En el Congreso de los Diputados, la complacencia es tal que se confunde con la humillación. ¿Para qué han servido aquellas primeras advertencias de Manuel Marín contra el uso de las lenguas periféricas? ¿Para qué le sirvió a este educado y talantoso presidente del Congreso el truquillo de reprender traviesamente en catalán a los diputados de ERC para ver si así se calmaban? Ésa es otra: el socialismo complaciente cree aún más que la izquierda tradicional -que ya es decir- en el poder de la educación. Y lo único que logra es que se le orinen en la cara.
Otro ejemplo de actitud complaciente -en este caso compartida por la derecha- es lo ocurrido con el botellón. En su día la izquierda ni se atrevió a proponer que se "reprimiera" a los jovencitos, porque no quería reconocer que había un conflicto de intereses entre los vecinos y los niñatos, y que lo más lógico era pronunciarse a favor de los primeros, aunque sólo fuera para evitar que cada mañana, después de no haber pegado ojo en toda la noche, se vieran encima obligados a contemplar las fachadas de sus casas rezumando urea. Pues no, la razón para prohibir el botellón no podía ser ésa, porque admitirla significaba reconocer la existencia de una contradicción entre dos sectores de la ciudadanía, y ya se sabe que las únicas oposiciones irresolubles son las que enfrentan a las clases sociales o a los partidos políticos... y ni siquiera. La teoría oficial del socialismo complaciente es que las soluciones autoritarias son sólo el síntoma de una pasajera y remediable incapacidad para forjar consensos. Solución en este caso: prohibimos el botellón para evitar que cunda el alcoholismo entre los jóvenes. Sí, la coartada de la salud es otra táctica muy utilizada por los complacientes.

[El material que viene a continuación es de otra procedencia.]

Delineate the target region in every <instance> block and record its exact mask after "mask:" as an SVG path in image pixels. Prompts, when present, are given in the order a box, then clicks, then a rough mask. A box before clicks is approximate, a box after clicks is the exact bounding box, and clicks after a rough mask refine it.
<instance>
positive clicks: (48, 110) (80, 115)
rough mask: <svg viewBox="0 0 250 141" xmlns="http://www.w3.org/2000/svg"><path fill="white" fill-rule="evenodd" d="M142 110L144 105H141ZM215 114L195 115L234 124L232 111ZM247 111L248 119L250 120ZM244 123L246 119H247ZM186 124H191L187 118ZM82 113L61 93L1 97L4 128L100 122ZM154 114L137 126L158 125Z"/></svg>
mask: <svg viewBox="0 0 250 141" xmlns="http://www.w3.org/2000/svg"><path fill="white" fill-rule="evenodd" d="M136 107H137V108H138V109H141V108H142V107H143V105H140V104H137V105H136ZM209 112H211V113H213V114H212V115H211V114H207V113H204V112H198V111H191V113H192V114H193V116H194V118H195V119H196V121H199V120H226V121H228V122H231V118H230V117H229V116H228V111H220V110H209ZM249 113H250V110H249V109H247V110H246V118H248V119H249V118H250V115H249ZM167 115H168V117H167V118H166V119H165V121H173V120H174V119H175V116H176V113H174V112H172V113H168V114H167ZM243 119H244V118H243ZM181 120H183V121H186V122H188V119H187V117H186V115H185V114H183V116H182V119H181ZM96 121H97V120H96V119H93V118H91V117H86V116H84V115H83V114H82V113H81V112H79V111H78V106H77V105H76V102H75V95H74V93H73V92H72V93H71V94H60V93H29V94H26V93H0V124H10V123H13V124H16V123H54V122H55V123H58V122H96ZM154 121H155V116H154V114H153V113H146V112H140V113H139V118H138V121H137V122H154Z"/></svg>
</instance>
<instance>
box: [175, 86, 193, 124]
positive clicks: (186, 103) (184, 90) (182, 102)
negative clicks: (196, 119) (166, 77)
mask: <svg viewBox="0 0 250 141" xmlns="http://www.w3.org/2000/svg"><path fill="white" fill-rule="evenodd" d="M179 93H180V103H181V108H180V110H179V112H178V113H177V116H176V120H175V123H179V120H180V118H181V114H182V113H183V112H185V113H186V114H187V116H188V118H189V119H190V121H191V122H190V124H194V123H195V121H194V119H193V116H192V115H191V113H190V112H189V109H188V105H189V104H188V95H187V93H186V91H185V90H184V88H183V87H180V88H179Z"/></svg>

Y un último botón de muestra: la inmigración. Como no es posible pararla, y como la cosmogonía que gastan los complacientes no les permite reconocer que eso es un problemazo de tomo y lomo, se inventan que la llegada de inmigrantes es buena para nuestra economía. Cuando la entrada de 700 000 personas -la mayoría ilegales- en un solo año, 2002, hace trizas esa explicación, nos dicen que hay una solución, la regularización. Y cuando se les señala que las pasadas regularizaciones son muy probablemente el origen de esa avalancha, no se les ocurre nada mejor que advertirnos, contra toda evidencia, que ahora la regularización tendrá el efecto de frenar el efecto llamada. (Esto nos recuerda la aguda observación de Bush -de nuevo el oxímoron como seudosolución para acorralados- de que el hecho de que cada día hubiera más muertos en Irak era la prueba de que la paz y la democracia se estaban consolidando en ese país.) En 2004 se empadronaron en España 650 000 inmigrantes. Extraño calentamiento el de una economía con poco más de 40 millones de personas que de repente necesita 700 000 inmigrantes anuales, o sea, el mismo número absorbido por Estados Unidos en 2003.